Anyway, once the chip is showing this kind of damage, it's dead for good, not way to re-vive it. Did you check the design for use of 5V signals that possibly drive into clamping diodes that you may have switched on by accident?
Jens
- NReddy
New Contributor
Hi Jens,
Thank you for the answer..
You are correct..that I was trying for premier support...so posted it again by mistake..
And Yes I have checked design for 5V tolerent standard and it is designed for 3.3V standard.
And if I am not wrong, if this is due to quartus design issue then problem should be consistent rt...?
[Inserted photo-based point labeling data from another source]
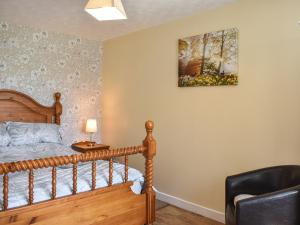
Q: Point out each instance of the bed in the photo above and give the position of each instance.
(50, 183)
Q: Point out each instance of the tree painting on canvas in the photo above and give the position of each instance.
(210, 59)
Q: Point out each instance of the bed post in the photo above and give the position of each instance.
(57, 108)
(150, 144)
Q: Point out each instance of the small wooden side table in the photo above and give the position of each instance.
(84, 147)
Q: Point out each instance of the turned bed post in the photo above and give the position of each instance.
(150, 144)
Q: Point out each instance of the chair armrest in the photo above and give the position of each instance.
(254, 182)
(280, 207)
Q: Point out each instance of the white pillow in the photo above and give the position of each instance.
(4, 137)
(242, 197)
(32, 133)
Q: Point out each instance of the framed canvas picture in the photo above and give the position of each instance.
(209, 59)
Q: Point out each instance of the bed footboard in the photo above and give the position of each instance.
(114, 204)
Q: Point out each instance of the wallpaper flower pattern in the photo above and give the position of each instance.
(40, 63)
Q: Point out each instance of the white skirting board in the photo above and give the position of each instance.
(191, 207)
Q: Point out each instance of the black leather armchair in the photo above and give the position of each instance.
(277, 200)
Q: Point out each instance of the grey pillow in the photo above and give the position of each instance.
(32, 133)
(4, 137)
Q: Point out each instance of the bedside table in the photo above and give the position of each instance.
(83, 147)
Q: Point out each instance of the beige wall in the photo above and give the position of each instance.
(207, 133)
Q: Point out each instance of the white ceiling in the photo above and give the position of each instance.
(68, 16)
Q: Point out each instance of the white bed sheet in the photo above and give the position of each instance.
(18, 182)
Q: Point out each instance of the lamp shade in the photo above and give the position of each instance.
(106, 9)
(91, 126)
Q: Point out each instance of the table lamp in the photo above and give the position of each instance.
(91, 128)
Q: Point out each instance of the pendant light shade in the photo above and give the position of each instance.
(106, 9)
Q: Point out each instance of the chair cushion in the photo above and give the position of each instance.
(242, 197)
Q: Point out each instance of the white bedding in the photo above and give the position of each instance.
(18, 182)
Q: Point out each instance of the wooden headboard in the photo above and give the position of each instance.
(19, 107)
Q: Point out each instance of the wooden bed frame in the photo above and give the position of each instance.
(112, 205)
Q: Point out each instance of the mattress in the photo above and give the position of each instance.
(18, 182)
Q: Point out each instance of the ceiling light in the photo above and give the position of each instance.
(106, 9)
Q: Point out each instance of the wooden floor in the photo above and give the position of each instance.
(170, 215)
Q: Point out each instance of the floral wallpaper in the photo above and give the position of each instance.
(40, 63)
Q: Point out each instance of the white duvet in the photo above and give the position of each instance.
(18, 182)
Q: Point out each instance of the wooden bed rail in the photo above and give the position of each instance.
(148, 149)
(25, 165)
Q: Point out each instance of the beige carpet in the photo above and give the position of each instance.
(170, 215)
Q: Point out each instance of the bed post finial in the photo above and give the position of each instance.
(150, 144)
(58, 107)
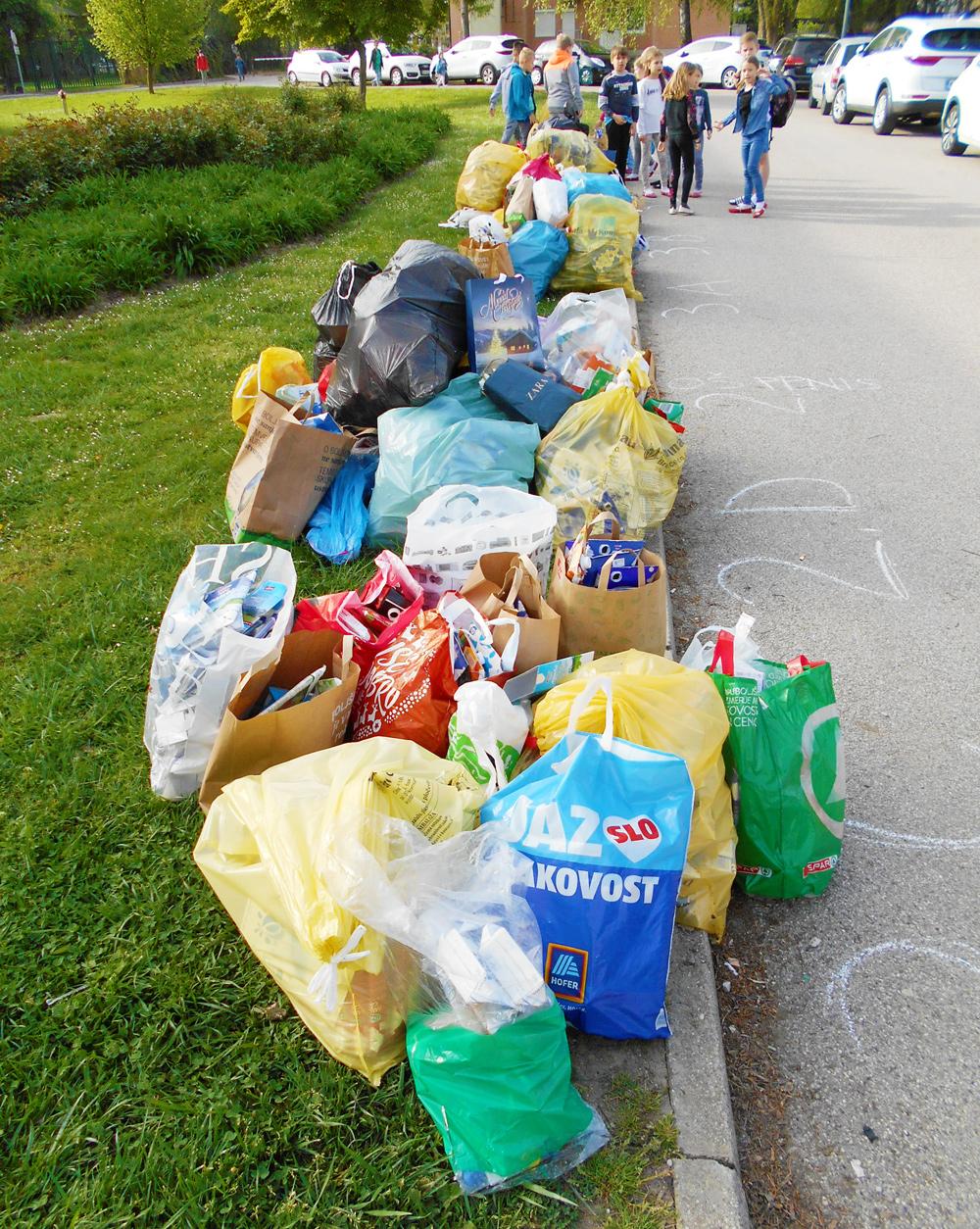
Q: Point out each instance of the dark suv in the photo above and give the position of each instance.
(797, 57)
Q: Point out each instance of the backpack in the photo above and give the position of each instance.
(782, 105)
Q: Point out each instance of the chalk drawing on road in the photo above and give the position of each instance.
(838, 988)
(845, 503)
(896, 590)
(745, 398)
(690, 311)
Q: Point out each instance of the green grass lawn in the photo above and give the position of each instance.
(146, 1082)
(15, 112)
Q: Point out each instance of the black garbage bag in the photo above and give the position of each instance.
(407, 334)
(332, 311)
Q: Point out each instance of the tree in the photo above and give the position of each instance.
(148, 33)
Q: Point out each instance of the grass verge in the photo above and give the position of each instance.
(153, 1072)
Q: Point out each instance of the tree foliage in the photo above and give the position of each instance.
(148, 33)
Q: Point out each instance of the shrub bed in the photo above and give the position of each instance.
(286, 125)
(117, 232)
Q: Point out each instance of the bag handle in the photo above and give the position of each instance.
(582, 702)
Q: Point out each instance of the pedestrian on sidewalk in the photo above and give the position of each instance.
(618, 107)
(704, 123)
(679, 131)
(563, 83)
(651, 88)
(753, 119)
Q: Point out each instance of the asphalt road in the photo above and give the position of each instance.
(829, 357)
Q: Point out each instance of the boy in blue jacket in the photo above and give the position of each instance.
(754, 121)
(618, 107)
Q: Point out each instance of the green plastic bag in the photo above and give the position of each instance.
(503, 1102)
(785, 746)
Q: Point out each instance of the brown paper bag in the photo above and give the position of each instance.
(609, 619)
(492, 260)
(280, 472)
(497, 581)
(249, 745)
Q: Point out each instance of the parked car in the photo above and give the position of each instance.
(479, 58)
(719, 59)
(826, 76)
(323, 67)
(593, 62)
(797, 57)
(961, 111)
(906, 72)
(397, 66)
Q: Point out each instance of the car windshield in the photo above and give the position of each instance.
(956, 38)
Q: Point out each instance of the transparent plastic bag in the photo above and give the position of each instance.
(199, 657)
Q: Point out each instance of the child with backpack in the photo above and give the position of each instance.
(753, 119)
(679, 126)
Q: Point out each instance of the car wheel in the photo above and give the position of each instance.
(883, 122)
(839, 108)
(951, 141)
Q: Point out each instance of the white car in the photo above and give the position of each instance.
(719, 59)
(397, 66)
(906, 72)
(479, 58)
(323, 67)
(961, 111)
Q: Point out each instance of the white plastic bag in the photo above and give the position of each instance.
(449, 531)
(584, 325)
(700, 653)
(486, 734)
(551, 201)
(199, 658)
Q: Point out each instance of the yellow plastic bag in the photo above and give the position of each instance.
(609, 448)
(486, 174)
(262, 850)
(568, 146)
(602, 236)
(666, 707)
(275, 367)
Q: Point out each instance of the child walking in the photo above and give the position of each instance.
(651, 90)
(618, 107)
(753, 119)
(679, 129)
(704, 123)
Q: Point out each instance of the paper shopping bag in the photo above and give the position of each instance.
(249, 745)
(497, 583)
(279, 475)
(609, 619)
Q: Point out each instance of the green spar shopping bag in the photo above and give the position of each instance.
(785, 745)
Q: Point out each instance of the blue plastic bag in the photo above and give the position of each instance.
(537, 251)
(580, 183)
(336, 528)
(459, 436)
(607, 823)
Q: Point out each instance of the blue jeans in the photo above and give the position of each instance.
(753, 148)
(515, 131)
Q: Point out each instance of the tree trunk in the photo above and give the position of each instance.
(684, 14)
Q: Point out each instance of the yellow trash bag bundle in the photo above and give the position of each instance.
(568, 146)
(275, 367)
(264, 848)
(602, 236)
(666, 707)
(486, 174)
(609, 448)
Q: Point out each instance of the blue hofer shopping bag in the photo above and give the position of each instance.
(607, 825)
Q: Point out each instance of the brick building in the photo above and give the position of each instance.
(534, 25)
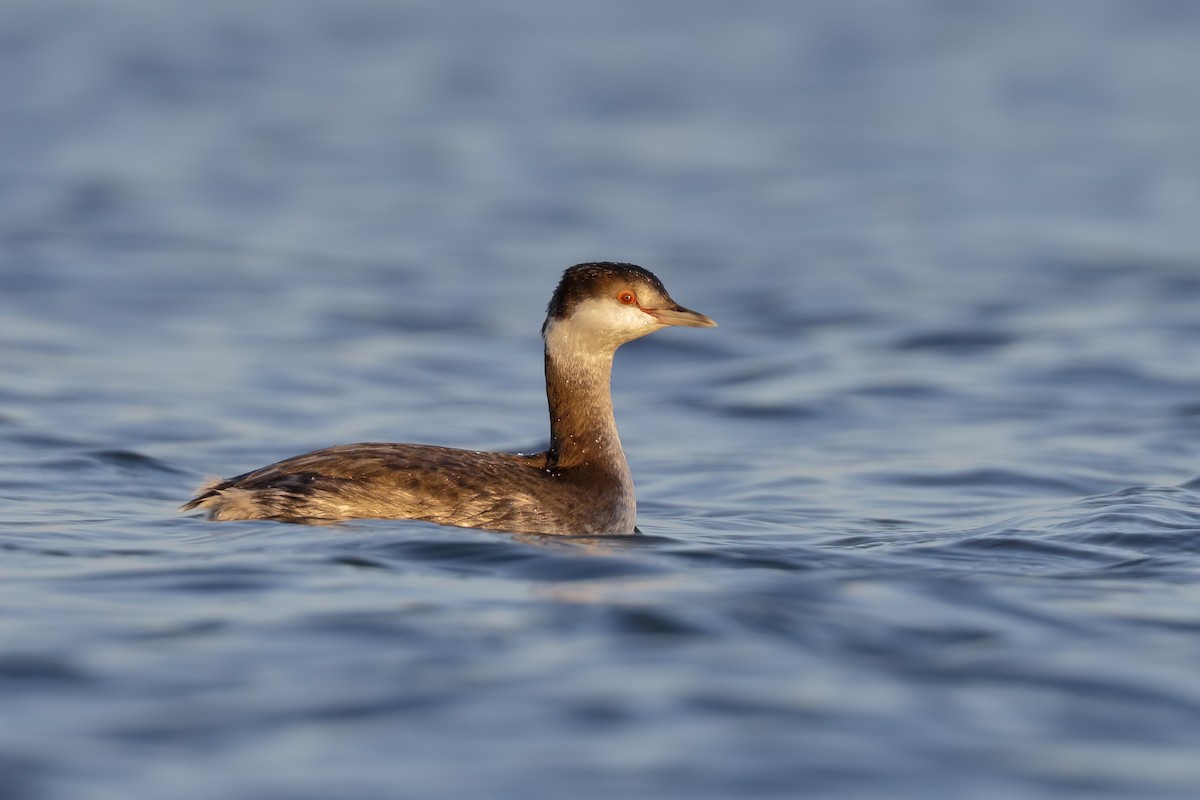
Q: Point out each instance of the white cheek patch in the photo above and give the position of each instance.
(599, 325)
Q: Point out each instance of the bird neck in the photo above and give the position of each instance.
(582, 426)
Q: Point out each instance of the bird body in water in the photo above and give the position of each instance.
(581, 485)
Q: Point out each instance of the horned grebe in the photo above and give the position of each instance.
(581, 485)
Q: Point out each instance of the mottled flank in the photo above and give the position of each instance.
(581, 485)
(406, 481)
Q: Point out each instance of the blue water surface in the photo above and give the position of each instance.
(922, 517)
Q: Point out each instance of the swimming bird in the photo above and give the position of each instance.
(580, 485)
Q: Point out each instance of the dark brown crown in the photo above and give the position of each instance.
(594, 280)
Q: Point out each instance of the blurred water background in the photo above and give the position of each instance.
(922, 517)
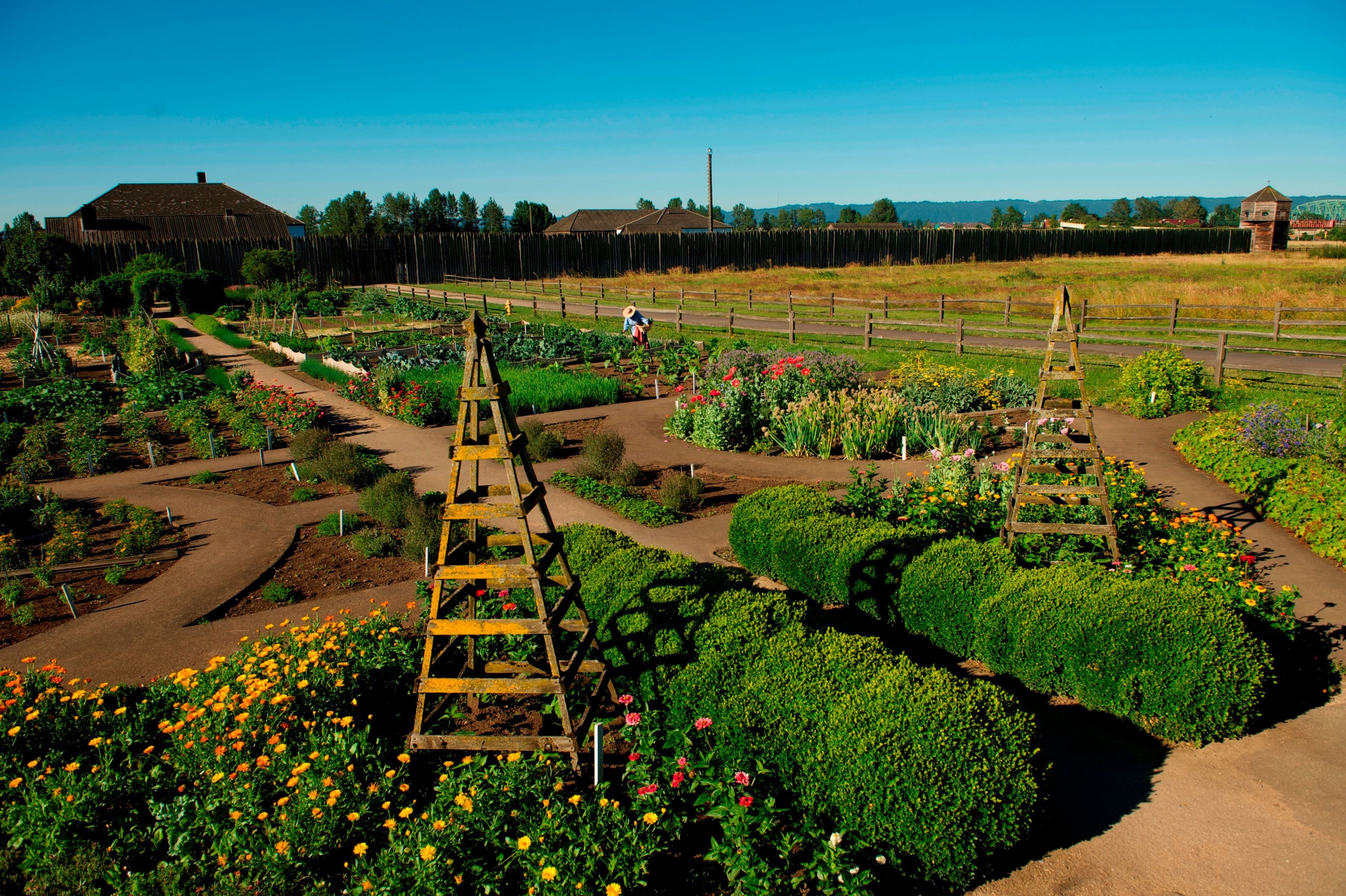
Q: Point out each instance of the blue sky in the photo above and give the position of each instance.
(594, 106)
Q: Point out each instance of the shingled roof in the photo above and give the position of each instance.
(173, 212)
(1269, 194)
(632, 221)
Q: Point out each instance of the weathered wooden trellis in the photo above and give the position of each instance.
(466, 573)
(1070, 450)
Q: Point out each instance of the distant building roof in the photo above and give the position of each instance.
(632, 221)
(174, 212)
(1269, 194)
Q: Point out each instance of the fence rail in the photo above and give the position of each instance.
(430, 257)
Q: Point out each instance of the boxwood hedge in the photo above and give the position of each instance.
(937, 772)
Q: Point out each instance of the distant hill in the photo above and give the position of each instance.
(980, 210)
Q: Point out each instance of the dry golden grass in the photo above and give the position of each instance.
(1244, 280)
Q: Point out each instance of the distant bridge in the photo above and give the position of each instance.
(1325, 209)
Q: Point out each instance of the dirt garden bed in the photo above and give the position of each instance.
(89, 589)
(324, 567)
(272, 485)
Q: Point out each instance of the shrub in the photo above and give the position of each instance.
(1270, 431)
(756, 517)
(681, 493)
(1304, 494)
(620, 501)
(309, 444)
(1162, 382)
(1173, 660)
(543, 444)
(389, 500)
(913, 761)
(375, 544)
(602, 455)
(943, 589)
(649, 605)
(346, 464)
(278, 592)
Sorry forgot to mention in post...FYI..it is happening only in around 10% of boards i.e 8/80 boards..
- JScho6
Occasional Contributor
If this is only happening on a few boards, then you're probably looking for a different cause. The defect you're describing may be a latch-up, which means that both the push and the pull driver of the CMOS output are driven at the same time, shorting out the IO voltage to GND.
I have hardly ever seen this on an FPGA. but I've seen it many times on CPLDs, ever since the AMD MACH series. The most likely cause for a latch-up on CPLDs is power spikes and drops. Check voltage ripple and step response on your regulators. You can always improve step response with a larger cap and lower ESR, but with multiple voltages involved on an FPGA board, you may need to go into deeper analysis for possible cross-regulation problems.